■Round-trip mileage: 4.1 miles
■Elevation: Start 846 feet, Summit: 1582 feet, Total Ascent 1038 feet.
■Warning: Rattlesnakes have been spotted on this trail during warm, summer months.
View Dallas Road Skyline Trailhead in a larger map
To get to the Badger Mountain Skyline Trail, also known as the Dallas Road Badger Mountain Trail, you can approach from two directions. From Interstate 82, take the Dallas Road Exit #104 and head north for 1.8 miles. On the right side, you’ll see a warehouse. Turn right and go up the gravel road about 100 yards to the trailhead parking area. The other approach is from I-182. Take the Queensgate Exit (#3 if you’re coming from the south, #3a if coming from the north). Follow Queensgate south to the signal light at Keene Road. Turn right on Keene and go 2.1 miles to the roundabout at Bombing Range Road. Turn left and you’ll be on Dallas Road. Go 1.4 miles to the warehouse on left. Turn left up gravel road to trailhead parking area.
This hike begins from a large parking lot, complete with outhouse and kiosk with maps and events and information. The first part winds and climbs gradually through virgin sagebrush. As you reach the top of the sagebrush field, you’ll cross over the roadway with allows vehicle access to the communication towers on top of Badger Mountain. You can follow this road but I think its more scenic and enjoyable to stick to the trail. Across the road, you can get back on the trail and you’ll get your first great view of Richland, West Richland and the Hanford Nuclear Reservation. Following a few switchbacks, you’ll continue climbing up the ridge. You’ll pass a granite marker where geologists believe the old Lake Lewis crested after the break of the dam released Lake Missoula to flood our area, creating the Channeled Scablands, part of the beauty of Eastern Washington. At this marker you have a great view west to Rattlesnake Mountain, you can pick out the plume of the Columbia Generating Station nuclear plant, you can also pick out other Hanford site landmarks like the Fast Flux Test Facility. Continuing up the mountain, you’ll hike through desert grasses. There are plenty of flowers in the spring. As you reach the spine of this ridge, you’ll again cross the access road. The trail continues on the other side of the road. At this point you have a view of the Horse Heaven Hills, Badger Canyon and west into the lower Yakima Valley. The trail winds around the south or “back” side of Badger Mountain, wandering in and out of the various draws. You’ll pass a couple communication towers then come to a fork in the trail. Follow the left fork. The right fork will take you back down to Trailhead Park via the Sagebrush Trail. Follow the trail up to the tower and enjoy the view! On a clear day, you can see the Blue Mountains to the east along with the Tri-Cities, Columbia and Yakima Rivers, Hanford and Badger Canyon. On a pristine day, you may get a glimpse of Mt. Adams.

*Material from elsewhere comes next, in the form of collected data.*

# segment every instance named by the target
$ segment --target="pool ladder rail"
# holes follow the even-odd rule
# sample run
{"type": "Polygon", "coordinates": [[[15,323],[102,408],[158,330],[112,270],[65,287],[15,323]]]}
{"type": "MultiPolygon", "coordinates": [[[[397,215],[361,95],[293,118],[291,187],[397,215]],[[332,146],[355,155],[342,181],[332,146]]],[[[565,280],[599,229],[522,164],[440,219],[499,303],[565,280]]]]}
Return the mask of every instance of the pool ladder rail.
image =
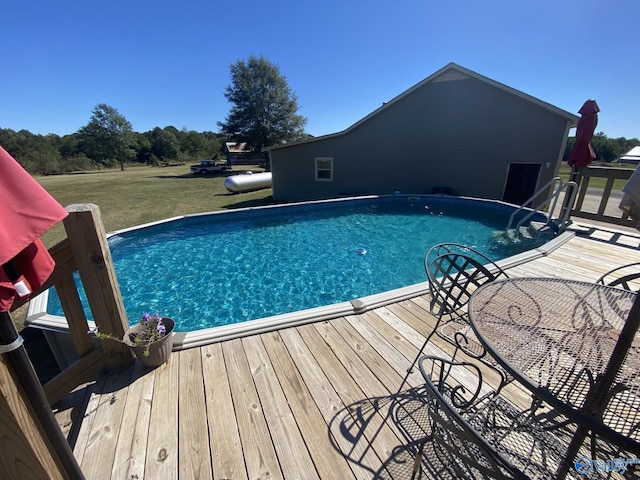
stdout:
{"type": "Polygon", "coordinates": [[[511,214],[506,231],[513,232],[513,234],[518,237],[531,237],[532,235],[539,237],[540,235],[557,235],[558,233],[562,233],[571,223],[569,214],[571,213],[571,207],[575,202],[577,193],[578,184],[576,182],[569,181],[565,183],[560,177],[552,178],[511,214]],[[551,194],[547,198],[536,206],[529,206],[533,205],[536,197],[547,191],[550,187],[552,187],[551,194]],[[561,195],[563,196],[563,202],[560,207],[560,215],[554,218],[553,215],[558,207],[558,198],[560,198],[561,195]],[[517,215],[525,210],[528,210],[529,213],[514,225],[517,215]],[[524,227],[526,222],[539,213],[545,214],[547,217],[546,222],[533,221],[529,224],[529,227],[524,227]]]}

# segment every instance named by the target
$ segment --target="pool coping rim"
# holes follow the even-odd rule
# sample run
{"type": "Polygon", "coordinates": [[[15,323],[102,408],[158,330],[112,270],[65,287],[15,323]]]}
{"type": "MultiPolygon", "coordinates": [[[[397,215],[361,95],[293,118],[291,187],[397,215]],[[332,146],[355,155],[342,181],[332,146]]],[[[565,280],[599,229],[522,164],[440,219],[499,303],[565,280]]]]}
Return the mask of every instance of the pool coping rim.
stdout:
{"type": "MultiPolygon", "coordinates": [[[[375,199],[375,198],[393,197],[393,196],[398,196],[398,194],[367,195],[367,196],[360,196],[360,197],[345,197],[345,198],[330,199],[330,200],[287,203],[287,204],[281,204],[281,205],[279,204],[264,205],[264,206],[257,206],[257,207],[246,207],[243,209],[236,209],[232,211],[235,212],[238,210],[270,209],[270,208],[278,208],[283,206],[300,206],[300,205],[309,205],[314,203],[340,202],[340,201],[347,201],[347,200],[354,200],[354,199],[356,200],[375,199]]],[[[428,197],[432,195],[402,194],[402,196],[428,197]]],[[[487,201],[491,203],[512,206],[510,204],[506,204],[505,202],[501,202],[499,200],[478,199],[473,197],[455,197],[455,198],[475,200],[475,201],[481,201],[481,202],[487,201]]],[[[218,213],[222,214],[227,212],[229,212],[229,210],[209,212],[209,213],[196,213],[196,214],[171,217],[168,219],[163,219],[156,222],[150,222],[150,223],[138,225],[131,228],[116,230],[116,231],[107,233],[107,238],[114,235],[118,235],[120,233],[131,231],[131,230],[150,227],[153,225],[167,223],[167,222],[179,220],[182,218],[193,218],[193,217],[218,214],[218,213]]],[[[502,269],[509,269],[516,265],[520,265],[522,263],[530,262],[537,258],[544,257],[549,253],[553,252],[554,250],[556,250],[557,248],[559,248],[560,246],[564,245],[574,236],[575,236],[575,232],[565,231],[560,235],[558,235],[557,237],[552,238],[551,240],[546,242],[544,245],[541,245],[540,247],[536,247],[531,250],[527,250],[525,252],[499,260],[496,262],[496,264],[502,269]]],[[[428,292],[429,292],[429,282],[425,281],[425,282],[409,285],[406,287],[397,288],[394,290],[388,290],[385,292],[381,292],[381,293],[377,293],[377,294],[373,294],[365,297],[360,297],[350,301],[334,303],[331,305],[314,307],[310,309],[299,310],[296,312],[290,312],[290,313],[285,313],[281,315],[274,315],[270,317],[244,321],[236,324],[216,326],[216,327],[211,327],[211,328],[206,328],[201,330],[193,330],[189,332],[176,332],[173,334],[173,349],[182,350],[187,348],[194,348],[202,345],[222,342],[222,341],[231,340],[234,338],[244,337],[248,335],[261,334],[261,333],[266,333],[273,330],[295,327],[295,326],[299,326],[306,323],[330,320],[333,318],[347,316],[347,315],[357,315],[365,311],[372,310],[374,308],[388,305],[390,303],[399,302],[412,297],[424,295],[428,292]]],[[[51,315],[46,312],[47,302],[48,302],[48,291],[41,293],[40,295],[36,296],[29,302],[29,308],[27,312],[27,318],[25,320],[25,325],[39,328],[42,330],[51,331],[51,332],[69,333],[69,327],[65,317],[59,316],[59,315],[51,315]]],[[[95,324],[90,320],[88,321],[88,323],[90,327],[95,326],[95,324]]]]}

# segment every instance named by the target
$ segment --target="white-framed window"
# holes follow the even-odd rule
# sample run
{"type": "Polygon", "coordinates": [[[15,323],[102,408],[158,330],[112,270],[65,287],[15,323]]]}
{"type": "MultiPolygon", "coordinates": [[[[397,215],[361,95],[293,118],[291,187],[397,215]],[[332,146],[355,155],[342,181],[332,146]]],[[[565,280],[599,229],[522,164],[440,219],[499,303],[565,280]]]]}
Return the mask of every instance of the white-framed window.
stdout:
{"type": "Polygon", "coordinates": [[[333,158],[316,157],[316,181],[333,181],[333,158]]]}

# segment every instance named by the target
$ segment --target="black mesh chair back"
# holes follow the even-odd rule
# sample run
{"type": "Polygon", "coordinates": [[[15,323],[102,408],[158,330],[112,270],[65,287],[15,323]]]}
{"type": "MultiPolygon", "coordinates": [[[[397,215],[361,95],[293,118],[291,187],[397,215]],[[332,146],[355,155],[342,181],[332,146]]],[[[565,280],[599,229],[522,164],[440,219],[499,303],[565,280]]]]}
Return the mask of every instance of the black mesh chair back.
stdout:
{"type": "Polygon", "coordinates": [[[640,289],[640,262],[629,263],[609,270],[596,283],[635,292],[640,289]]]}
{"type": "Polygon", "coordinates": [[[473,292],[481,285],[508,275],[492,260],[464,245],[432,247],[424,260],[431,294],[431,313],[462,316],[473,292]]]}
{"type": "MultiPolygon", "coordinates": [[[[431,314],[436,317],[435,328],[427,335],[415,359],[407,369],[398,391],[418,361],[434,334],[452,344],[456,351],[482,359],[485,350],[471,330],[466,307],[473,292],[485,284],[507,274],[480,252],[457,243],[441,243],[431,247],[424,258],[429,279],[431,314]],[[443,321],[445,317],[446,321],[443,321]]],[[[454,355],[455,356],[455,355],[454,355]]],[[[503,376],[506,382],[506,375],[503,376]]]]}

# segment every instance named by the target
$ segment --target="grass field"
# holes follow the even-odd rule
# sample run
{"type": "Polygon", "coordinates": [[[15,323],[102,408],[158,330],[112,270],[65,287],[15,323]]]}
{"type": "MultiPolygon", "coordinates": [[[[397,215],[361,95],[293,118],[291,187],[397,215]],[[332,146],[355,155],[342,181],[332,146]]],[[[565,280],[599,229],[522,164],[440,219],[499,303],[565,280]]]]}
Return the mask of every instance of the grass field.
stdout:
{"type": "MultiPolygon", "coordinates": [[[[234,167],[232,173],[250,170],[234,167]]],[[[260,170],[262,171],[262,170],[260,170]]],[[[105,230],[111,232],[189,213],[273,203],[271,189],[233,194],[224,175],[199,176],[189,166],[129,167],[73,175],[36,177],[62,206],[93,203],[100,208],[105,230]]],[[[62,224],[43,236],[47,247],[65,237],[62,224]]]]}
{"type": "MultiPolygon", "coordinates": [[[[593,165],[598,167],[627,168],[629,170],[635,170],[637,166],[637,165],[631,165],[627,163],[615,163],[613,165],[609,163],[594,163],[593,165]]],[[[564,180],[565,182],[568,182],[570,175],[571,175],[571,167],[567,166],[566,164],[563,164],[560,167],[558,176],[562,178],[562,180],[564,180]]],[[[607,183],[607,180],[605,178],[592,178],[589,181],[589,188],[604,188],[606,183],[607,183]]],[[[613,189],[622,190],[622,187],[624,187],[625,183],[626,183],[626,180],[616,180],[615,182],[613,182],[613,189]]]]}

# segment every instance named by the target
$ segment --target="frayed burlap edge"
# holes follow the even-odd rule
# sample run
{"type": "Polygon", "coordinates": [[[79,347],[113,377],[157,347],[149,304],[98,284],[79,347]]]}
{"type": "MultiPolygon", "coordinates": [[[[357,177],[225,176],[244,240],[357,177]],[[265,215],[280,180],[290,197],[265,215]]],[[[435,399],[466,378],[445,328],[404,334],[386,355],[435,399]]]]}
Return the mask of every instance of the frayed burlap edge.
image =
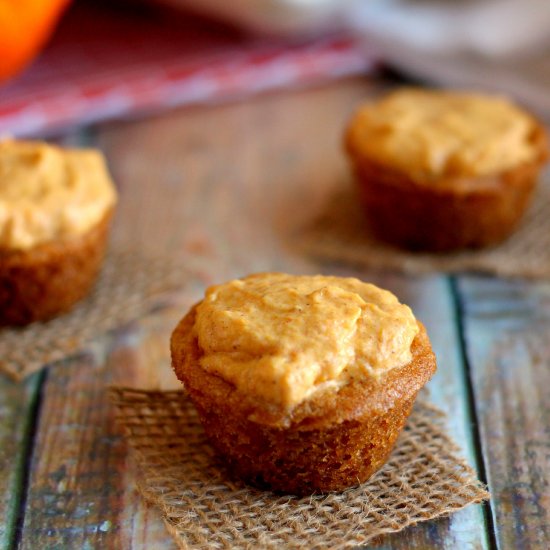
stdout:
{"type": "Polygon", "coordinates": [[[112,388],[111,398],[138,488],[180,548],[350,548],[489,498],[444,434],[443,413],[423,402],[368,482],[299,498],[231,481],[184,392],[112,388]]]}
{"type": "Polygon", "coordinates": [[[410,274],[479,272],[504,277],[550,276],[550,174],[540,182],[533,204],[518,230],[499,246],[457,253],[401,250],[377,240],[350,183],[324,212],[293,236],[293,246],[320,260],[410,274]]]}
{"type": "Polygon", "coordinates": [[[161,293],[185,281],[180,262],[138,251],[110,251],[91,294],[69,313],[45,323],[0,330],[0,372],[22,380],[83,350],[96,336],[145,313],[161,293]]]}

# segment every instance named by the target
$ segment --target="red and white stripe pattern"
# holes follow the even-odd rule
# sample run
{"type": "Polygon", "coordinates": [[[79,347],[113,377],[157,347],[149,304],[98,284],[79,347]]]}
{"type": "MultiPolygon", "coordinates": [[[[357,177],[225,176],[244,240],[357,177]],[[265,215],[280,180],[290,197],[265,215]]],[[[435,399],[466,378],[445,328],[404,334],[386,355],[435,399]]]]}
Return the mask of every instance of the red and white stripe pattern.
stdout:
{"type": "Polygon", "coordinates": [[[43,55],[0,87],[0,136],[67,127],[358,74],[375,65],[353,39],[285,43],[157,12],[84,4],[43,55]]]}

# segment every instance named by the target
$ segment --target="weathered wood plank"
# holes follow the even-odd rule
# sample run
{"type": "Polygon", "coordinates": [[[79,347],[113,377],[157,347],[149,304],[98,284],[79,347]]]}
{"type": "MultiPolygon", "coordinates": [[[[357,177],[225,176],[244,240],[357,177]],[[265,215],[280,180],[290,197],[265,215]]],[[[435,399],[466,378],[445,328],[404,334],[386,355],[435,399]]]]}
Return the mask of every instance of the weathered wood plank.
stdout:
{"type": "Polygon", "coordinates": [[[550,284],[459,281],[499,548],[550,548],[550,284]]]}
{"type": "Polygon", "coordinates": [[[32,452],[33,419],[42,376],[24,384],[0,378],[0,548],[14,540],[24,498],[26,457],[32,452]]]}
{"type": "Polygon", "coordinates": [[[158,512],[137,497],[106,393],[109,384],[121,380],[170,387],[167,352],[159,360],[158,338],[154,331],[151,337],[144,332],[130,327],[114,341],[104,338],[91,352],[50,369],[20,548],[173,548],[158,512]],[[139,339],[138,357],[132,346],[139,339]],[[156,371],[140,363],[151,355],[156,371]]]}
{"type": "MultiPolygon", "coordinates": [[[[119,236],[131,238],[125,232],[130,231],[129,220],[148,205],[148,216],[142,217],[143,227],[138,230],[155,233],[157,247],[179,248],[207,281],[267,269],[323,270],[293,256],[286,245],[296,228],[315,216],[347,177],[335,129],[371,92],[372,87],[355,81],[230,108],[189,111],[185,124],[172,114],[140,123],[130,134],[121,128],[104,132],[102,142],[113,155],[118,179],[140,188],[130,197],[133,204],[122,205],[119,236]],[[163,190],[170,203],[162,197],[163,190]],[[178,224],[183,226],[179,232],[173,229],[178,224]]],[[[455,312],[446,279],[409,282],[381,277],[378,282],[411,302],[433,333],[441,363],[434,399],[451,413],[450,431],[474,464],[455,312]]],[[[484,533],[478,506],[437,526],[420,526],[388,538],[388,544],[484,548],[484,533]]]]}
{"type": "MultiPolygon", "coordinates": [[[[350,92],[358,93],[354,88],[350,92]]],[[[340,95],[335,88],[312,93],[325,105],[340,95]]],[[[289,95],[285,103],[297,111],[308,96],[301,94],[298,105],[293,105],[296,99],[289,95]]],[[[190,267],[203,273],[204,280],[191,285],[189,295],[194,298],[206,284],[283,262],[281,246],[271,248],[276,235],[262,223],[264,215],[273,216],[273,197],[261,192],[260,186],[267,185],[260,162],[266,149],[257,146],[252,131],[269,105],[276,113],[268,118],[278,118],[277,101],[270,97],[248,107],[183,111],[177,117],[120,125],[101,136],[121,189],[115,240],[140,243],[155,252],[181,253],[190,267]],[[239,144],[235,135],[242,133],[243,124],[250,132],[239,144]]],[[[316,109],[310,111],[313,116],[316,109]]],[[[291,125],[292,120],[283,125],[286,132],[291,125]]],[[[276,143],[286,147],[283,139],[276,143]]],[[[297,176],[303,176],[300,170],[294,181],[297,176]]],[[[180,296],[176,317],[191,299],[180,296]]],[[[143,510],[143,504],[130,489],[133,477],[124,444],[113,432],[105,386],[163,387],[151,365],[167,364],[168,337],[176,317],[167,313],[159,330],[130,331],[117,338],[112,349],[107,346],[99,355],[52,369],[44,388],[22,548],[144,548],[147,541],[141,534],[133,538],[136,533],[166,536],[162,524],[151,520],[147,525],[133,513],[143,510]]],[[[171,544],[157,538],[154,547],[171,544]]]]}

You can either retrace your steps to go back down but I like to follow the road back to where the upper trail crosses and then take the trail back down (as shown in the above image). This is an enjoyable hike but it is longer than the Family Trail or Sagebrush Trail so plan accordingly. If you are a vigorous hiker, you can reach the top in about 30-35 minutes. It is 2.1 miles from the trailhead to the top of the mountain.